La mayor conciencia del presente y del pulso de la vida cotidiana se debe —cómo no— a la pandemia y a sus efectos sobre la situación económica de los hogares, la salud, y las libertades de las y los ciudadanos. El virus no hizo más que reforzar y amplificar la desprotección, incertidumbre e inseguridad con la que muchos conviven hace tiempo, situación que contrasta con la de los grupos que concentran el capital económico, social y cultural. Hoy, la mayoría ya tiene conciencia de que el “sálvate solo” de nuestro capitalismo local, maquillado de meritocracia, emprendimiento, competitividad y hedonismo consumista, no es un dispositivo que permita vivir el día a día y exige un cambio en tiempo real, no una promesa de largo plazo.

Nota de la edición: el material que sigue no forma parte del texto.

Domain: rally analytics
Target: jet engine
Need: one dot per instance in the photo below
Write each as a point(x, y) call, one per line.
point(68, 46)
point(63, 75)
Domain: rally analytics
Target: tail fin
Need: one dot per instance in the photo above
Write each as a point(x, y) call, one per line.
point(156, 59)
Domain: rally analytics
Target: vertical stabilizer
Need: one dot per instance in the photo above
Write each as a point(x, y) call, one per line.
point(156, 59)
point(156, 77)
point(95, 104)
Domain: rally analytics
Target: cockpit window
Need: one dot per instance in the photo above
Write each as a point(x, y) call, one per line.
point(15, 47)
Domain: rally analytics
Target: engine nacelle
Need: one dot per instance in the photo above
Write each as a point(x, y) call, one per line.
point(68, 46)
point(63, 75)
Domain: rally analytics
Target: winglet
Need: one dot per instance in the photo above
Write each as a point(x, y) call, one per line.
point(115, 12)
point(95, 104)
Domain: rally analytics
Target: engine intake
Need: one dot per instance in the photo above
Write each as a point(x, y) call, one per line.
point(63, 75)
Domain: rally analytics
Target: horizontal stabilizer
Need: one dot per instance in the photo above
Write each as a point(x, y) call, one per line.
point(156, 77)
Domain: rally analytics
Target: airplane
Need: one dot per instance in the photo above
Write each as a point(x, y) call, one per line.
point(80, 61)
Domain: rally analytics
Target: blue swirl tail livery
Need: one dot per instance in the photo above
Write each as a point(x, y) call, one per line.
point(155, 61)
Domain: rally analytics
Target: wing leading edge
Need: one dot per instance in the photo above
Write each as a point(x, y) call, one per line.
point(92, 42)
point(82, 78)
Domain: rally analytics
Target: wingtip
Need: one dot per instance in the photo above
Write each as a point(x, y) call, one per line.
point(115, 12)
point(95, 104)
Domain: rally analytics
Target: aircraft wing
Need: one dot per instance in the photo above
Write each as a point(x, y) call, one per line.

En este contexto de expectativas sobre el pasado, el presente y el futuro en el cual debe trabajar la Convención, se requieren varias decisiones para salir de la crisis. En primer lugar, y en el mejor de los casos, deberá producirse un diálogo entre el órgano constituyente y el resto de la institucionalidad vigente (en especial, el Poder Ejecutivo y el Congreso), con tal de que se generen cambios perceptibles por la ciudadanía. Esto, lejos de ser una intervención jurídica indebida en las funciones de otros poderes por parte de la Convención, significa, sencillamente, reconocer la naturaleza política del nuevo órgano constituyente. No resistirse a la conversación entre la Convención y los otros órganos estatales es un aporte a la descompresión del malestar, y constituye una manera de descargar a las y los convencionales del trabajo de solucionar el presente y el pasado. En todo caso, esto no puede hacerse sin una amplia participación y atenta vigilancia de la ciudadanía, sumada a la mayor transparencia y probidad del trabajo de la Convención
En segundo lugar, la Convención deberá configurar una nueva política activada, con posibilidades efectivas de maniobrar y hacer cambios desde el momento mismo en que se ponga en vigor la Constitución. Esto obedece a que pesa sobre la política del ciclo que se inicia la obligación de proporcionar un nuevo marco de comprensión de la vida en común que no genere exclusiones, no tolere abusos, ineficiencias ni corruptelas, y que repare injusticias pasadas. Frente a la ceguera, la incapacidad de escuchar y la unilateralidad de los análisis y decisiones de la vieja política, el nuevo escenario pide una política mucho más abierta, que tienda puentes entre diversos intereses y perspectivas, que renuncie a imponer desde arriba sin considerar la heterogeneidad de voces y temáticas urgentes y emergentes (cuestión que se vuelve crucial de cara a las próximas elecciones parlamentarias y presidencial). Para que esto sea posible, la nueva Carta Fundamental deberá permitir que, sin vetos —como los que el país conoció desde 1990—, el Congreso y la Administración del Estado tengan las herramientas necesarias para satisfacer necesidades colectivas con prontitud. La política no puede seguir funcionando a la velocidad de una lista de espera.
El escenario en que comienza a desplegarse la Convención no es sólo jurídico, sino político y, por lo mismo, hay que entender el órgano constituyente como un eslabón institucional —y no como la culminación— de la transición desde una crisis de sentido de la vida en común hacia un nuevo marco de comprensión de lo público, lo privado y lo social. En esta crisis, el pasado y el presente son elementos que están aguijoneando el ámbito de lo político y la construcción del futuro encargada a la Convención Constitucional.